The storm could produce northern lights as far south in the US as Alabama and northern California, the administration said.

But it was hard to predict and experts stressed it would not be the dramatic curtains of colour normally associated with the northern lights, but more like splashes of greenish hues.

“That’s really the gift from space weather: the aurora,” Steenburgh said.

He and his colleagues said the best aurora views could come from phone cameras, which were better at capturing light than the naked eye.

Snap a picture of the sky and “there might be actually a nice little treat there for you”, said Mike Bettwy, operations chief for the prediction centre.

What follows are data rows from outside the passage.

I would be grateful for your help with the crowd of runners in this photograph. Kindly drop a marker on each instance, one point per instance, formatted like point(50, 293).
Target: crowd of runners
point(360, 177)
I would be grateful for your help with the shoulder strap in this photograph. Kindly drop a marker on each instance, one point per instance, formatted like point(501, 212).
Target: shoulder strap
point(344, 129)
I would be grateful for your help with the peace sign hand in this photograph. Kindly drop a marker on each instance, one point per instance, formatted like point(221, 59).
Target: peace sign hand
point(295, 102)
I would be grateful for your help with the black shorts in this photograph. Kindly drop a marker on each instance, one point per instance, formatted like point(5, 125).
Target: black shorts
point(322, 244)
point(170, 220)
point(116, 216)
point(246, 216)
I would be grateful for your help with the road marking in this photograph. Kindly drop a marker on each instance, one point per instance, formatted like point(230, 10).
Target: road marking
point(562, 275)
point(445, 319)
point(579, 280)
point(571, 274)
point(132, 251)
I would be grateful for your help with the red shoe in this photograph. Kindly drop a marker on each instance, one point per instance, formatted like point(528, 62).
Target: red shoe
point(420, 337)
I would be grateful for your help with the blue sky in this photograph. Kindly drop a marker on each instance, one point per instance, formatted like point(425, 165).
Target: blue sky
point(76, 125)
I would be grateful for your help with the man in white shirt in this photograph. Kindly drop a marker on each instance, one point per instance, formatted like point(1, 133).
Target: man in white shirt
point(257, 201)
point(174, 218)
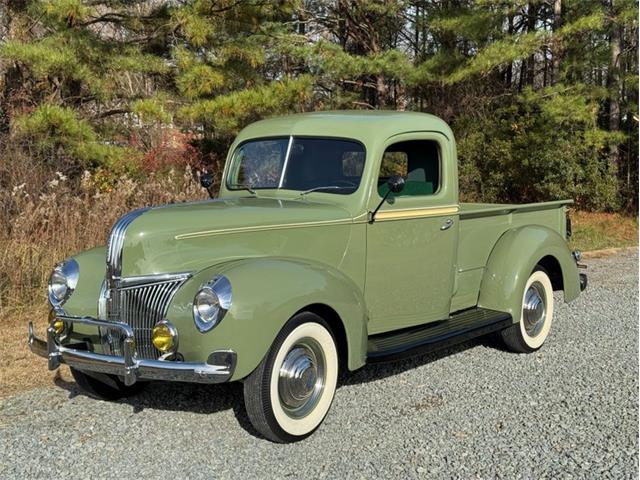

The most intense solar storm in recorded history, in 1859, prompted auroras in central America and possibly even Hawaii.

“We are not anticipating that” but it could come close, administration space weather forecaster Shawn Dahl said.

The storm poses a risk for high-voltage transmission lines for power grids, not the electrical lines ordinarily found in people’s homes, Dahl told reporters.

Satellites also could be affected, which in turn could disrupt navigation and communication services on earth.

An extreme geomagnetic storm in 2003, for example, took out power in Sweden and damaged power transformers in South Africa.

Even when the storm is over, signals between GPS satellites and ground receivers could be scrambled or lost, according to the administration.

But there are so many navigation satellites that any outages should not last long, Steenburgh said.

The sun has produced strong solar flares since Wednesday, resulting in at least seven outbursts of plasma.

Each eruption, known as a coronal mass ejection, can contain billions of tons of plasma and magnetic field from the sun’s outer atmosphere, or corona.

The flares seem to be associated with a sunspot that’s 16 times the diameter of earth, the administration said.

It is all part of the solar activity ramping up as the sun approaches the peak of its 11-year cycle.

NASA said the storm posed no serious threat to the seven astronauts aboard the International Space Station.

The biggest concern was the increased radiation levels, and the crew could move to a better-shielded part of the station if necessary, according to Steenburgh.

Increased radiation also could threaten some of NASA’s science satellites.

Extremely sensitive instruments would be turned off, if necessary, to avoid damage, said Antti Pulkkinen, director of the space agency’s helio-physics science division.

Several sun-focused spacecraft are monitoring all the action.

“This is exactly the kinds of things we want to observe,” Pulkkinen said.